Comments:3 basic approaches in US decisions: reimbursement of costs, sharing in enhanced earning capacity or benefits, provision of equivalent opportunity

Reasons (not) to qualify something as property

  • Inherent characteristics (or possible candidates)
  • Value: actual value (to the person, or on exchange) vs. valuation (something may be valuable, though it can be difficult to assign a value to it)
  • Tangible – but there are many intangible things that are property objects (likely the majority in our culture: debts, IP, shares, etc.)
  • Enterprise/labour/ingenuity (Pitney wrestles with this in INSabove: can’t stomach that someone who didn’t work for it should claim a property right in something)

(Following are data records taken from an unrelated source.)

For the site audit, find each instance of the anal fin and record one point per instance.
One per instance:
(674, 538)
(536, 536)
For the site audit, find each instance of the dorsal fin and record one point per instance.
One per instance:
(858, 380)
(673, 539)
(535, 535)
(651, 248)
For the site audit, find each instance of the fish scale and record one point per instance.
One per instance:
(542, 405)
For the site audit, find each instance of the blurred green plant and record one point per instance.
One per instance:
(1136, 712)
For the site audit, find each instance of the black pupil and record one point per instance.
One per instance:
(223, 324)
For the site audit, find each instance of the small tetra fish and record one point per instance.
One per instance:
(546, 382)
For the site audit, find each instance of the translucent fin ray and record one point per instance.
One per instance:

  • Transferability: if something can’t be transmitted, can it be property?
  • Exclusivity
  • INS: news has no value unless it is put into the public domain – but once it’s put there, does it have the exclusivity required to be property?
  • If you make an asset available indiscriminately to everybody, can you say that it is property?
  • Some things are so plentiful that they appear to be insusceptible to property rights (e.g., air)
  • Cultural values (certain things like kidneys are forbidden to consider as property)
  • Moore: one judge argues that we can’t treat M’s cells as property, because we have to maintain the distinction between the sacred and the profane
  • Sacred: there are some things to which we attach some kind of intangible value, that we believe should not be treated in certain ways
  • Profane: thing without this special value, that we are willing to treat in an ordinary fashion
  • In our culture, we accord special sanctity to the human person and resist the idea of commodifying it
  • But we often treat human attributes as property (e.g., blood, sperm, eggs, hair, cell lines; ideas, thought, labour; insurance of body parts; image, modelling)
  • Can we unify these attributes with the principle of renewability (doesn’t intrude upon the central integrity of the person)?